Öğretide, belirli bir yaşa ulaşma ve/veya emekliliğe hak kazanma durumunda iş sözleşmesinin kendiliğinden sona ereceği hususu iş sözleşmelerinde, toplu iş sözleşmelerinde veya işyeri iç yönetmeliklerinde düzenlenmiş olsa dahi geçersiz kabul edilmektedir[1]. Çünkü belirli bir yaşa ulaşma ile iş ilişkisinin kendiliğinden sona erdiğinin kabulü, azami iş sözleşmesi kurulması anlamına gelmektedir. Oysa azami süreli iş sözleşmeleri 4857 sayılı İş Kanunu m.11/1’de yer alan belirli süreli iş sözleşmelerine getirilen sınırlamalara tabidir[2]. Nitekim, azami süreli sözleşmelerde taraflar sözleşme kurulurken sözleşmenin geçerli olacağı azami süreyi belirler ve sözleşme belirlenen sürenin dolmasıyla kendiliğinden sona erer. Sözleşmenin ne zaman sona ereceği sözleşmede belirtildiği için azami süreli sözleşmeler belirli süreli sözleşmeler gibi işlem görürler ve 4857 sayılı Kanun m.11/1’de belirli süreli sözleşmelerin kurulmasında aranan kriterler burada da aranmaktadır. Kaldı ki, belirli süreli iş sözleşmeleri objektif bir neden olmadan kurulamaz.
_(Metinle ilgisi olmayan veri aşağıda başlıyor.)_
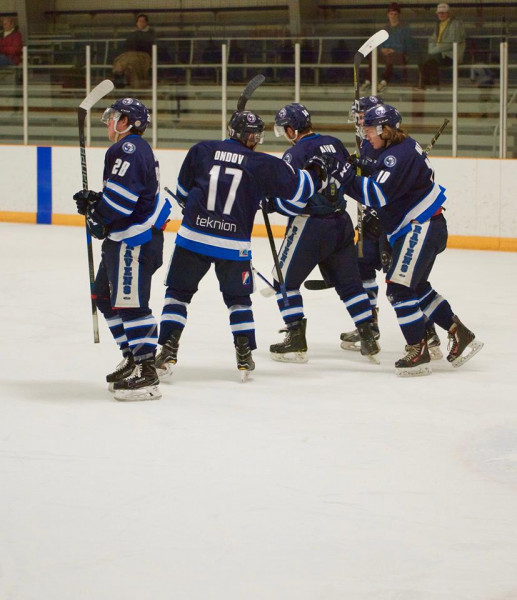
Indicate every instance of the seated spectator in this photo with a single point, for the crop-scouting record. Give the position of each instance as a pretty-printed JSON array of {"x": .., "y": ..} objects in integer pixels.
[
  {"x": 394, "y": 51},
  {"x": 132, "y": 66},
  {"x": 10, "y": 44},
  {"x": 440, "y": 51}
]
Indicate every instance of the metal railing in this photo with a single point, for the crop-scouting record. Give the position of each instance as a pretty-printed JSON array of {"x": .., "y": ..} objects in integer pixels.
[{"x": 316, "y": 83}]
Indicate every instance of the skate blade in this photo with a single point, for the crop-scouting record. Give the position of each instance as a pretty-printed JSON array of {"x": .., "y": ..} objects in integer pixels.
[
  {"x": 165, "y": 372},
  {"x": 435, "y": 353},
  {"x": 148, "y": 393},
  {"x": 420, "y": 371},
  {"x": 293, "y": 357},
  {"x": 373, "y": 358},
  {"x": 354, "y": 346},
  {"x": 267, "y": 292},
  {"x": 475, "y": 347}
]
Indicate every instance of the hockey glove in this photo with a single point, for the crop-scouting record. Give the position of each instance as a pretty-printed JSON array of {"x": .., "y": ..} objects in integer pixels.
[
  {"x": 344, "y": 173},
  {"x": 85, "y": 198},
  {"x": 94, "y": 223},
  {"x": 268, "y": 205},
  {"x": 363, "y": 163},
  {"x": 371, "y": 224}
]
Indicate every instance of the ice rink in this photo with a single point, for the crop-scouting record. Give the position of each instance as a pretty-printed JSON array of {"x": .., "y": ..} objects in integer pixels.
[{"x": 331, "y": 480}]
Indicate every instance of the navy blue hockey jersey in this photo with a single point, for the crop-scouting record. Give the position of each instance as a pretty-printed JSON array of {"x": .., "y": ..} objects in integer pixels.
[
  {"x": 222, "y": 184},
  {"x": 131, "y": 202},
  {"x": 307, "y": 147},
  {"x": 401, "y": 188}
]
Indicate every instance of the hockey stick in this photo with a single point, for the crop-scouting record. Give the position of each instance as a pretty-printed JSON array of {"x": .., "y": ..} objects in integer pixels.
[
  {"x": 278, "y": 268},
  {"x": 375, "y": 40},
  {"x": 322, "y": 284},
  {"x": 249, "y": 90},
  {"x": 436, "y": 136},
  {"x": 178, "y": 200},
  {"x": 94, "y": 96}
]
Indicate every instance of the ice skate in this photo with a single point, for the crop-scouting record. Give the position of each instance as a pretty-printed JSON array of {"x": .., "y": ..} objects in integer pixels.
[
  {"x": 415, "y": 363},
  {"x": 433, "y": 343},
  {"x": 168, "y": 355},
  {"x": 351, "y": 340},
  {"x": 294, "y": 346},
  {"x": 141, "y": 385},
  {"x": 245, "y": 362},
  {"x": 368, "y": 344},
  {"x": 461, "y": 338},
  {"x": 124, "y": 369}
]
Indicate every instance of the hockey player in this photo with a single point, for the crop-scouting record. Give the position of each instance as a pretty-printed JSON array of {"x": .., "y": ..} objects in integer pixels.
[
  {"x": 322, "y": 235},
  {"x": 402, "y": 190},
  {"x": 376, "y": 249},
  {"x": 375, "y": 245},
  {"x": 221, "y": 185},
  {"x": 129, "y": 215}
]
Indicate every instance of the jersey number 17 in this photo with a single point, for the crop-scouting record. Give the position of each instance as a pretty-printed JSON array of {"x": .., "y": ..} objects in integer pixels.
[{"x": 215, "y": 172}]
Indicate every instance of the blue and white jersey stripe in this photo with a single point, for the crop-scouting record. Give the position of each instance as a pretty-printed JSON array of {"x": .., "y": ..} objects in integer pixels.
[
  {"x": 420, "y": 213},
  {"x": 139, "y": 233},
  {"x": 213, "y": 245}
]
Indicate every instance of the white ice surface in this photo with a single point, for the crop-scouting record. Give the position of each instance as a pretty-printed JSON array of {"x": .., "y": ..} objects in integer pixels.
[{"x": 326, "y": 481}]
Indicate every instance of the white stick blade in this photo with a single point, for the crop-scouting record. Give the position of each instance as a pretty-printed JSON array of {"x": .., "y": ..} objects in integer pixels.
[
  {"x": 376, "y": 40},
  {"x": 96, "y": 94}
]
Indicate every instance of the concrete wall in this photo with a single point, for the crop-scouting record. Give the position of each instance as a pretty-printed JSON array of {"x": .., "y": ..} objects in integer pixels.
[{"x": 38, "y": 185}]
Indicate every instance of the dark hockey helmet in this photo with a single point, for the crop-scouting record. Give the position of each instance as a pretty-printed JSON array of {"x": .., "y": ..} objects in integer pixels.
[
  {"x": 133, "y": 109},
  {"x": 380, "y": 115},
  {"x": 293, "y": 115},
  {"x": 365, "y": 102},
  {"x": 243, "y": 124}
]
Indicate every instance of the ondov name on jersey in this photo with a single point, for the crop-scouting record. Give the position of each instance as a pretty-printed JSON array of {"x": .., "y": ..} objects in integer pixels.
[
  {"x": 327, "y": 149},
  {"x": 215, "y": 224},
  {"x": 232, "y": 157}
]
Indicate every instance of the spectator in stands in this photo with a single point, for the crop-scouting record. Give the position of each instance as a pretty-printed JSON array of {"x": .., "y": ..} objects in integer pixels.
[
  {"x": 132, "y": 66},
  {"x": 394, "y": 51},
  {"x": 447, "y": 30},
  {"x": 10, "y": 44}
]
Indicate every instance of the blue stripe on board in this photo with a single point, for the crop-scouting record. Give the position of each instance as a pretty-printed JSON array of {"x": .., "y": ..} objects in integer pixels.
[{"x": 44, "y": 212}]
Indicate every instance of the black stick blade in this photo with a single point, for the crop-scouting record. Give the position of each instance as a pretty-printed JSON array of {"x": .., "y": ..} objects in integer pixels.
[{"x": 248, "y": 91}]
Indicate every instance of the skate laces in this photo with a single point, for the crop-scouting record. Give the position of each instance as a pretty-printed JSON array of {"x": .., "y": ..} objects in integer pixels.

Dolayısıyla, iş sözleşmesinin sona ermesinin belirli bir yaşa ulaşmaya bağlanması sözleşmeyi belirli kılacağından işçilerin belirli bir yaşa gelmesi veya emekliliğe hak kazanması durumunda, iş sözleşmeleri kendiliğinden sona ereceği için ihbar ve kıdem tazminatına hak kazanamayacakları gibi işsizlik ödeneği de alamazlar işe iade davası da açamazlar. Bu durumda emekliliğine hak kazanması nedeniyle iş sözleşmesini sona erdirerek kıdem tazminatı alabilecek işçilerin bu haktan mahrum edilmesi kabul edilemez[3].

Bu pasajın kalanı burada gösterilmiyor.